I agree, I treat the first pull as a primer for the real momentum coming from the explosive second pull. All you wanna do is get the bar moving in the right path, and get the bar into the hip so you can really drive the bar up and get under fast. A fast first pull will just lead to not being able to control the second pull and will usually end up humping the bar forward and creating a huge loop in the bar path.

Tamara Reynolds 08-16-2013 08:57 AM

Quote:

Originally Posted by Graham Haug (Post 100409)
Taking both of your words of advice, I did a snatch workout today focusing on super slow pulls. Worked up to a 176 snatch (a previous PR for me) very easily and decided to go for the 186, which has been a goal for some time. The pull on this is much faster than my previous lifts of the night, but it felt good going up.
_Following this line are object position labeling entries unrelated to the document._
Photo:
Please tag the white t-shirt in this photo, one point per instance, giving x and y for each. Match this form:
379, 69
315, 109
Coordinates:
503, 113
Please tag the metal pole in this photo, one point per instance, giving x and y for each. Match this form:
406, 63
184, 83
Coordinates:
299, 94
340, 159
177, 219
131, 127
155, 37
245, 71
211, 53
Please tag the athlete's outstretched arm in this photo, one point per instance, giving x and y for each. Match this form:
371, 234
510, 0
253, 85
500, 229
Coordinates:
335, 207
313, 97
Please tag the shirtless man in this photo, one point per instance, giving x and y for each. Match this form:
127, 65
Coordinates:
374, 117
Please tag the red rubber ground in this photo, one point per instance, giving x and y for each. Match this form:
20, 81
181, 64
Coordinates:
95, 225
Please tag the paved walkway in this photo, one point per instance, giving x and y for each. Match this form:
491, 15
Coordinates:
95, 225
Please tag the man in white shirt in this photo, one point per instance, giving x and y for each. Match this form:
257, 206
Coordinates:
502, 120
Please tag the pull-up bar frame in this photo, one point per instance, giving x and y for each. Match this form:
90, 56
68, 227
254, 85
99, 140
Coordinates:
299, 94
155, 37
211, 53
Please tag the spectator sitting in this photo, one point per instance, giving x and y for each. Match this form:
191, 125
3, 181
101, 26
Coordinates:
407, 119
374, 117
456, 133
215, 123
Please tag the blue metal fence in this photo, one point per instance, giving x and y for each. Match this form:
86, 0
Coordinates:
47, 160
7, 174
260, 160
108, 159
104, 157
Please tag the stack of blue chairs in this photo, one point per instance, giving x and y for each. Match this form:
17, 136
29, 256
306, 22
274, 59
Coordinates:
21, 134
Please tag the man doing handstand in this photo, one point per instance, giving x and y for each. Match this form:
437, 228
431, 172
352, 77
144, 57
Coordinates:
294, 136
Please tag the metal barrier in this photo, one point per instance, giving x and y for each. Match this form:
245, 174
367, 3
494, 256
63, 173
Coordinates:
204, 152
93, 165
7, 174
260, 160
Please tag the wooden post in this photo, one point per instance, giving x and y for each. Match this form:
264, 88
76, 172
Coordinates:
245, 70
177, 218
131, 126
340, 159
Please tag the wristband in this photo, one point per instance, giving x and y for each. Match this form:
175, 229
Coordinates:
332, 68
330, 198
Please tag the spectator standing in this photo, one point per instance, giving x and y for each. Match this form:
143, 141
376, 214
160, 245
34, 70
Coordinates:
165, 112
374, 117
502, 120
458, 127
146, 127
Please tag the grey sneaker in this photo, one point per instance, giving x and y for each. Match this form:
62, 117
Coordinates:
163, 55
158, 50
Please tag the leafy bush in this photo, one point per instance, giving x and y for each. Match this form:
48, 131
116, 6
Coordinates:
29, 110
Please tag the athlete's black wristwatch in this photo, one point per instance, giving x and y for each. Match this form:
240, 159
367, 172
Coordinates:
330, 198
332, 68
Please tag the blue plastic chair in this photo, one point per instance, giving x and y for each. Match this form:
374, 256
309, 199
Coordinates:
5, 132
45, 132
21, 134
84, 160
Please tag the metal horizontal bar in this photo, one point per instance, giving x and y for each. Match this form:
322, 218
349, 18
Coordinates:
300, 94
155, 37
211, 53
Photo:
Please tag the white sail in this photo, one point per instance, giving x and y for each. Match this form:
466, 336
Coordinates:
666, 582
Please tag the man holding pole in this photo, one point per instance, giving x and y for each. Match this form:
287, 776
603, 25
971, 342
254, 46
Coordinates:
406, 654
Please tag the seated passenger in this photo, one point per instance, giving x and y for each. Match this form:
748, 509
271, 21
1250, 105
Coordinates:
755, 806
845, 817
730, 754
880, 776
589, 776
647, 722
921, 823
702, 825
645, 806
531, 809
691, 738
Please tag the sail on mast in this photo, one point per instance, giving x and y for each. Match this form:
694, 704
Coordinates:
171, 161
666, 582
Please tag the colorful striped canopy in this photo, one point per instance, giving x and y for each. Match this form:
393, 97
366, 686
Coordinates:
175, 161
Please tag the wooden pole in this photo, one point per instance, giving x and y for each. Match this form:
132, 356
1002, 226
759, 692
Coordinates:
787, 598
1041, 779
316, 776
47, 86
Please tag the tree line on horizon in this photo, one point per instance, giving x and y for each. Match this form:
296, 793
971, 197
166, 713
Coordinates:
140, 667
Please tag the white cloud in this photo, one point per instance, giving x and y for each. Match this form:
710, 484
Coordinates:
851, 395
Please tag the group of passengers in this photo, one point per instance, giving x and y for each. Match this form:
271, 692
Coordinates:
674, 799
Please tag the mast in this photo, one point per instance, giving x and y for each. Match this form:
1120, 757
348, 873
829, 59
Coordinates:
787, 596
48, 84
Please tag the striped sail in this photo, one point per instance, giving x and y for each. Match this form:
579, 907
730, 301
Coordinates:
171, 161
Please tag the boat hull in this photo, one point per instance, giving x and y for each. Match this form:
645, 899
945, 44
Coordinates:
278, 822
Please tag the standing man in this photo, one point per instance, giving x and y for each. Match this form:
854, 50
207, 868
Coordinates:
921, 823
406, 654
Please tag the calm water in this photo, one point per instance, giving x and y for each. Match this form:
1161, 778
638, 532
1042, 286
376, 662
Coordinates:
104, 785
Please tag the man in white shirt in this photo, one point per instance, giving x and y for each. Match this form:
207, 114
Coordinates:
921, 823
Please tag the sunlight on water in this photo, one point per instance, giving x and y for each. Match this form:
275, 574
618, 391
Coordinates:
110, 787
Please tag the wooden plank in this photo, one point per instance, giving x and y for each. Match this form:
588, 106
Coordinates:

I think I'm able to get under the bar a little more balanced due to not toeing so much.

This video is the 186 lb attempt, featuring a clumsy escape from the failed lockout. Got it up no problem but the overhead position, whether due to weakness or confidence (I was picturing Matthias Steiner prior to the go, probably not a good idea in hindsight), didn't lock and my foot went wonky.



As far as strengthening the overhead position, specifically the moment of lockout, is there anything other than snatch balances or drop snatches that I should be specifically focusing on in technique training? As far as confidence in the lockout goes (I feel like the above lift was mine and I sissied out), I guess just working with close to but still sub maximal (like 85-90% heavy singles) is a good idea?

Thanks again.

Watching that miss in slo-mo, you basically got the bar behind you without ever having your elbows locked. Nice bail, though.

We prioritize aggression on the lockout over everything else... because if you don't lockout, you cannot make the lift. Whereas, you can do all sorts of funky things at the hip and the floor and still have a legal and safe lockout. To drill that, I like having lifters use a weight that is maybe 80% of max and just focus on speed from the hip to lockout. Their entire goal is to be faster from the hip to lockout than they thought possible.

We don't really use snatch balances or drop snatches for that purpose simply because it's a different motion... the bar is already behind you and you don't have to pull it into place.

If someone had shoulder stability or strength issues that were impacting lockout, then I'd do some other things, but unless you tell me you are constantly dropping snatches on your head, I don't think that's a problem for you.

I am not saying that this necessarily would have helped in this situation, but I'd tell you to make smaller jumps once you get to PR weights. Jumping from 176 to 186 is over 5%, which is a big deal on the snatch when you're at max weights.